Yes: Except for a few simple cases, there is generally no algebraic solution for the inverse of a polynomial of degree 5 or higher. This is a very famous theorem: See Abel-Ruffini theorem.

• ...but the only thing you can do is to  calculate values of the polynomial and then switch x and y?

It's not quite that crude. There are numerous numeric solution techniques (which given a numeric value of y find the approximate numeric value(s) of x) that are more sophisticated than that, such as Newton's method. These methods can usually find inverse values to an arbitrary number of decimal places nearly instantaneously. 

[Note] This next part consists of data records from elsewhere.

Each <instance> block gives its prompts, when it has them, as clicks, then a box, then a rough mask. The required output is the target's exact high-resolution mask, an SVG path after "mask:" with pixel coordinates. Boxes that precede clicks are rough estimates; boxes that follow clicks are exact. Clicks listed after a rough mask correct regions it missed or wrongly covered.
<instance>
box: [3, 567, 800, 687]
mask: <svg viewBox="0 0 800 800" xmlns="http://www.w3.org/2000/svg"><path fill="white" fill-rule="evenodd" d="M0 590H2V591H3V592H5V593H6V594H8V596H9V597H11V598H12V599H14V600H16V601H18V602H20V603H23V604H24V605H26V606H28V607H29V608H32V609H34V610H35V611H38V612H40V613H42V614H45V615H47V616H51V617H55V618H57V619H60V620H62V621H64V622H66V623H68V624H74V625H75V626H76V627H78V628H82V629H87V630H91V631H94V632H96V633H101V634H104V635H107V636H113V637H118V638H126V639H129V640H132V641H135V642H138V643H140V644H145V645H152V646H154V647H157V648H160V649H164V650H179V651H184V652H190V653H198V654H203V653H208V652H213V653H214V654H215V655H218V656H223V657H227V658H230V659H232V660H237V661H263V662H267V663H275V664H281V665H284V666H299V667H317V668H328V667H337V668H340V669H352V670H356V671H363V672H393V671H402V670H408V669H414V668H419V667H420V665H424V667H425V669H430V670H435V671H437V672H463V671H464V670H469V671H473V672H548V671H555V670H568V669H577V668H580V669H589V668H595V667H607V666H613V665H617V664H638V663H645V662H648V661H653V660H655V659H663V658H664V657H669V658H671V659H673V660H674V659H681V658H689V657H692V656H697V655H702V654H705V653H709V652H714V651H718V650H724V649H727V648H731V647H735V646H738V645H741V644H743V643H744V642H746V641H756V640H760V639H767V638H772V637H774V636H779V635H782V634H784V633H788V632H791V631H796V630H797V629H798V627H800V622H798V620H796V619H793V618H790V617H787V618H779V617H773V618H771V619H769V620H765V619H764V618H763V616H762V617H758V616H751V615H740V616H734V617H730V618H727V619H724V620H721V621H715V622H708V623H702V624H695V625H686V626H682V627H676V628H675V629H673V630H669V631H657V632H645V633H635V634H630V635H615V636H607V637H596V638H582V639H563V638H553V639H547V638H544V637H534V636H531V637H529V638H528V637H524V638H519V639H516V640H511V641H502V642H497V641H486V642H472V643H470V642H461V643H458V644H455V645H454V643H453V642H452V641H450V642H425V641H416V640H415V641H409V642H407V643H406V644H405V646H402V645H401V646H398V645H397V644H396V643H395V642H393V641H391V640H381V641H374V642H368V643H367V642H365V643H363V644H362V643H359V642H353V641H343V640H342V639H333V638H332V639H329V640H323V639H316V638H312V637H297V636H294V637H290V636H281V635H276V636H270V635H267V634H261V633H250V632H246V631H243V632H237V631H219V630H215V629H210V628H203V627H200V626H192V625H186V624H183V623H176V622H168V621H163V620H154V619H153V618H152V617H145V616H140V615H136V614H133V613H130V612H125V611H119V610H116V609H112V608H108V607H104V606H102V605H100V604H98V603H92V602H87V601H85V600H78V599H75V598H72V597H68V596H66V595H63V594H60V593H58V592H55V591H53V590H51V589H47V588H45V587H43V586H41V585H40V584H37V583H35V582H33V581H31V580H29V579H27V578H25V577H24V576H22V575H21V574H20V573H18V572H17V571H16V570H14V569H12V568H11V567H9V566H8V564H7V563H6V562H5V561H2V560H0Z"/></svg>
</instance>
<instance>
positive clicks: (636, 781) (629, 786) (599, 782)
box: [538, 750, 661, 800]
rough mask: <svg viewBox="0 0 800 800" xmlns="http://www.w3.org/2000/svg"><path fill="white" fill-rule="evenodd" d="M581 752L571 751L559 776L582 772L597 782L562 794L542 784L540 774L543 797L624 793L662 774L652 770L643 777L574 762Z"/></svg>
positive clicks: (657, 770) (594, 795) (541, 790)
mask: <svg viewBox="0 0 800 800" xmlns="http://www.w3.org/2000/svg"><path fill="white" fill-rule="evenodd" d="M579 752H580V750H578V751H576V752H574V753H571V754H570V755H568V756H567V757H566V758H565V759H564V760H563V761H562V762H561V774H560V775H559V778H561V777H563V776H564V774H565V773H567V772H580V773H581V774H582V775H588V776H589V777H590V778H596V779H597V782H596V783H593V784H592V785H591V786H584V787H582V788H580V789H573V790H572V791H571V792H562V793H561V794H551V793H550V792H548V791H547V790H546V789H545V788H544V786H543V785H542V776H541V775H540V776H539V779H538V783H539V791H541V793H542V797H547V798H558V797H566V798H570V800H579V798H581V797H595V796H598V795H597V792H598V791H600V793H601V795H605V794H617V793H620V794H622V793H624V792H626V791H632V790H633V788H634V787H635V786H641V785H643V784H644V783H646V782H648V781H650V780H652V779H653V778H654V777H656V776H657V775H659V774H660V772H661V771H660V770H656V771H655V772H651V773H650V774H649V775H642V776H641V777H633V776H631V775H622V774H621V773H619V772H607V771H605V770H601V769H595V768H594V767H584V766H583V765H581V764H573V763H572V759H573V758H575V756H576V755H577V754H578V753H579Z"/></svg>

• And what is the function 'fsolve'? Some computer language? Doesn't look like Excel. 

Lol. The name of this forum is MaplePrimes because it's primarily about the mathematical software named Maple, so most Answers will have some Maple code. The function fsolve is a command of the Maple language that applies the numeric techniques discussed in the last paragraph. There is similar functionality in Excel.

@Remalisa Do you expect Xa, Xb, Ya, Yb (and we may as well include Xc and Yc) to be scalar variables, i.e., to have specific numeric values, rather than to be functions (of t)?

Let's describe the set of information that you have: 5 second-order ODEs with the same functional variable varphi(t), 6 presumably scalar variables, and only 1 initial condition varphi(0) = 0. Is that right?

@pooyan1990 How long does it run, roughly, before you get the error message? Less than a second? Several seconds? Several minutes?

Your initial condition is the most complicated that I've ever seen on a differential equation, and it's amazing that dsolve can solve it even when you give numeric values to those three symbols, because C and especially theta are still symbolic.

An assuming clause applies the assumptions only to the command to which it's attached. If instead you use an assume command, the assumptions will always be in effect. This may allow you to get a fully symbolic solution if you have enough time and memory. First free up as much memory as possible on your system. Make your first command after restart

assume(B/L__1 >= 2, B > 0, H > 0, L__1 > 0);

and keep everything else the same. I let the dsolve run until it consumed 6 Gig memory. If I'd let it run longer, maybe I would've gotten a solution.
 

@vv You are computing the the integral from -1 to 1, wheras the problem says 1 to -1. And how do you know that you're going along the bottom half? The integral is not independent of path: The integral clockwise around the unit circle is 4*I, not 0.

@mmcdara What you describe is the default behavior of Heaviside at 0; that default can be changed. According to ?Heaviside

• When converting Heaviside to piecewise you may want to have the conversion performed taking Heaviside(0) = 1. For that purpose set the Environment Variable _EnvUseHeavisideAsUnitStep to true....

That variable declarations (such as local) can be given initial values is NOT an undocumented feature: It's documented in section 6.5 of the Programming Guide, which is available in the built-in help system. Indeed, you can also give an initial value to an export or a global or give a default value to a proc parameter using nearly identical syntax.